Index | Thread | Search

From:
Alexander Bluhm <bluhm@openbsd.org>
Subject:
vmx TSO pullup headers into first mbuf
To:
tech@openbsd.org
Date:
Thu, 13 Jun 2024 00:11:24 +0200

Download raw body.

Thread
Hi,

In vmx(4) TSO must pullup headers into first mbuf.

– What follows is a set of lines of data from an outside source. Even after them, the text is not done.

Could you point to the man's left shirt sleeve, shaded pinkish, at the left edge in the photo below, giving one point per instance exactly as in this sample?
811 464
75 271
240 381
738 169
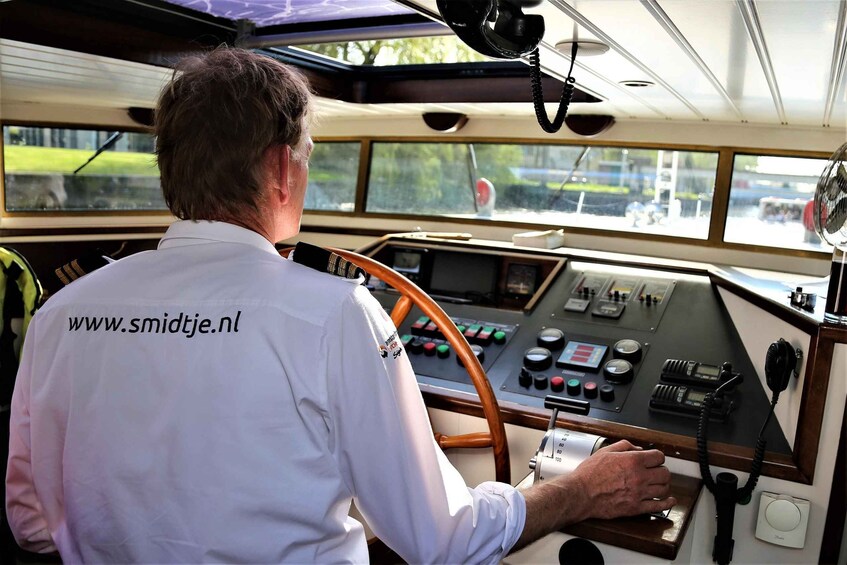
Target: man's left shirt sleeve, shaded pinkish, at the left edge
23 509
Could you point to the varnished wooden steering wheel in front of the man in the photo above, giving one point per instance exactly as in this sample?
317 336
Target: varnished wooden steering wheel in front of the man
411 294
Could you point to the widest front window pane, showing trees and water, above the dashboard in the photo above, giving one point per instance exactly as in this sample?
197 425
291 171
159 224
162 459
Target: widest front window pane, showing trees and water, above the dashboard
652 191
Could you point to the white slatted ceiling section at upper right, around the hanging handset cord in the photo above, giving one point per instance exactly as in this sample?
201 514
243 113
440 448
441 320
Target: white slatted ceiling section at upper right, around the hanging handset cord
701 56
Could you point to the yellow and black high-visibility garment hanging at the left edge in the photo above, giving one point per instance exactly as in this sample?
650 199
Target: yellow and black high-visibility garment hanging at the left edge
21 295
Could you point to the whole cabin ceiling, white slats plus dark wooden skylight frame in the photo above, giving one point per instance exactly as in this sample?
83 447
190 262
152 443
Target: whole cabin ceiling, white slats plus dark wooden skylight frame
720 61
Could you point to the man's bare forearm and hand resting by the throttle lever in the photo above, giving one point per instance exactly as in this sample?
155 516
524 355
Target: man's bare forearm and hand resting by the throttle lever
618 480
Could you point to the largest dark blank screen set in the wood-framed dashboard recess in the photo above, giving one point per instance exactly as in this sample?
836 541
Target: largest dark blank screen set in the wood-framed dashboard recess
464 274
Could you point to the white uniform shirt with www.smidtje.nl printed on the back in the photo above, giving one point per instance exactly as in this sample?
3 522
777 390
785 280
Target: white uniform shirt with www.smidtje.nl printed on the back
212 401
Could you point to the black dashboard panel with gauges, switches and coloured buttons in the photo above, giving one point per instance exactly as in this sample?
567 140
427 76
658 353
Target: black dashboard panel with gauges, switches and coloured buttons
592 331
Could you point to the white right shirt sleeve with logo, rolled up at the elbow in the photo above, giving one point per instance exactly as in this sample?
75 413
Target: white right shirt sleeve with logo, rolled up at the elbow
410 494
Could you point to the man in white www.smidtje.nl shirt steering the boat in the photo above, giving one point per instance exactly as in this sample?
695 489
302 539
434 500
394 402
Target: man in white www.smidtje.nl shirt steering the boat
211 401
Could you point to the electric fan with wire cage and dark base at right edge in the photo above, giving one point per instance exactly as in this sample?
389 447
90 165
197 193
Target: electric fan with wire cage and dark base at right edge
831 225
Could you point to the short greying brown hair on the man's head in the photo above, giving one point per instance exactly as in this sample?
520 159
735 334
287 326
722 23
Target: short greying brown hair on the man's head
213 123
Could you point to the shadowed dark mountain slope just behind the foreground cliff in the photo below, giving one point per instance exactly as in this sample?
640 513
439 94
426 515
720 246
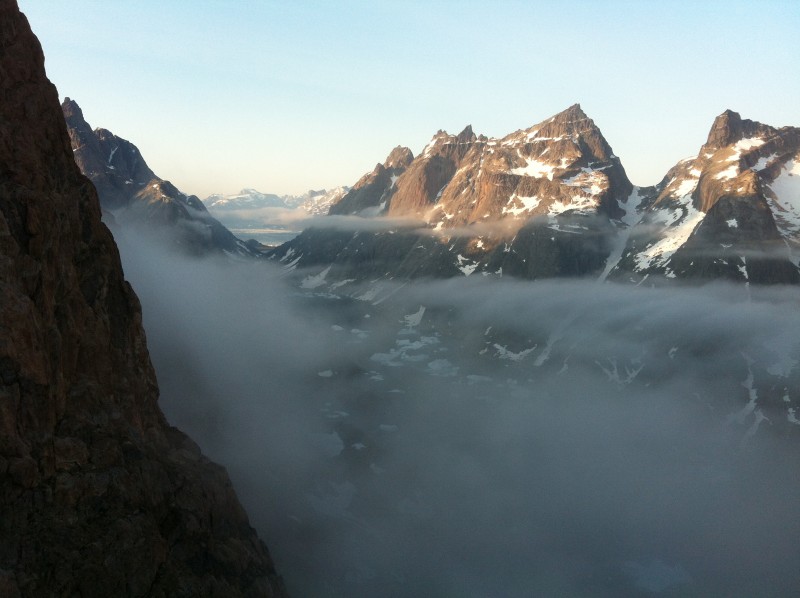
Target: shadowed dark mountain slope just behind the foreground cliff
129 190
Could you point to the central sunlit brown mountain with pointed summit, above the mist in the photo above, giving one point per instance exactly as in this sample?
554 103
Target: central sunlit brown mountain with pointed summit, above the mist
541 202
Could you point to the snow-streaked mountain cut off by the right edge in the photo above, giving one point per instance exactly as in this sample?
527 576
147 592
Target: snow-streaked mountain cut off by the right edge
732 211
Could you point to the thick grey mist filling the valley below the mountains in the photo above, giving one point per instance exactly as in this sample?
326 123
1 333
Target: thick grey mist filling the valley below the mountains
477 437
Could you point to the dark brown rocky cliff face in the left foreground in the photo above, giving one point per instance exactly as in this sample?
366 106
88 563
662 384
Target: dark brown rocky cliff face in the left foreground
100 496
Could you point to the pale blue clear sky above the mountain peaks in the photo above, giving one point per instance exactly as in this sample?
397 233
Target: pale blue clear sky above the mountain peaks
285 97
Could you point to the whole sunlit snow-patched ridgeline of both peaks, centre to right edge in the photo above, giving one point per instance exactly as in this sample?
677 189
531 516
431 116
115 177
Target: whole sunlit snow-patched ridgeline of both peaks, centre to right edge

Forwarding IPv6 packets from vmx with LRO to vmx with TSO does not
work.  vmx(4) has the requirement that all headers are in the first
mbuf.  ip6_forward() is quite dumb.  It calls m_copym() to create
a mbuf that might be used for sending ICMP6 later.  After passing
the forwarded packet down to ether_encap(), m_prepend() is used to
restore the ethernet header.  As the mbuf cluster has been copied,
it is read only now.  That means m_prepend() does not provide the
empty space at the beginning of the cluster, but allocates a new
mbuf that contains only the ethernet header.  vmx(4) cannot transmit
such a TSO packet and drops it.

Solution is to call m_pullup() in vmxnet3_start().  If we ended up
in such a miserable condition, use the first mbuf in the chain and
move all headers into it.

ok?

bluhm

Index: dev/pci/if_vmx.c
===================================================================
RCS file: /data/mirror/openbsd/cvs/src/sys/dev/pci/if_vmx.c,v
diff -u -p -r1.87 if_vmx.c
--- dev/pci/if_vmx.c	7 Jun 2024 08:44:25 -0000	1.87
+++ dev/pci/if_vmx.c	12 Jun 2024 14:34:11 -0000
@@ -1619,6 +1619,8 @@ vmxnet3_start(struct ifqueue *ifq)
 	rgen = ring->gen;
 
 	for (;;) {
+		int hdrlen;
+
 		if (free <= NTXSEGS) {
 			ifq_set_oactive(ifq);
 			break;
@@ -1627,6 +1629,29 @@ vmxnet3_start(struct ifqueue *ifq)
 		m = ifq_dequeue(ifq);
 		if (m == NULL)
 			break;
+
+		/*
+		 * Headers for Ether, IP, TCP including options must lay in
+		 * first mbuf to support TSO.  Usually our stack gets that
+		 * right. To avoid packet parsing here, make a rough estimate
+		 * for simple IPv4.  Cases seen in the wild contain only ether 
+		 * header in separate mbuf.  To support IPv6 with TCP options,
+		 * move as much as possible into first mbuf.  Realloc mbuf
+		 * before bus dma load.
+		 */
+		hdrlen = sizeof(struct ether_header) + sizeof(struct ip) +
+		    sizeof(struct tcphdr);
+		if (ISSET(m->m_pkthdr.csum_flags, M_TCP_TSO) &&
+		    m->m_len < hdrlen && hdrlen <= m->m_pkthdr.len) {
+			hdrlen = MHLEN;
+			hdrlen -= mtod(m, unsigned long) & (sizeof(long) - 1);
+			if (hdrlen > m->m_pkthdr.len)
+				hdrlen = m->m_pkthdr.len;
+			if ((m = m_pullup(m, hdrlen)) == NULL) {
+				ifq->ifq_errors++;
+				continue;
+			}
+		}
 
 		map = ring->dmap[prod];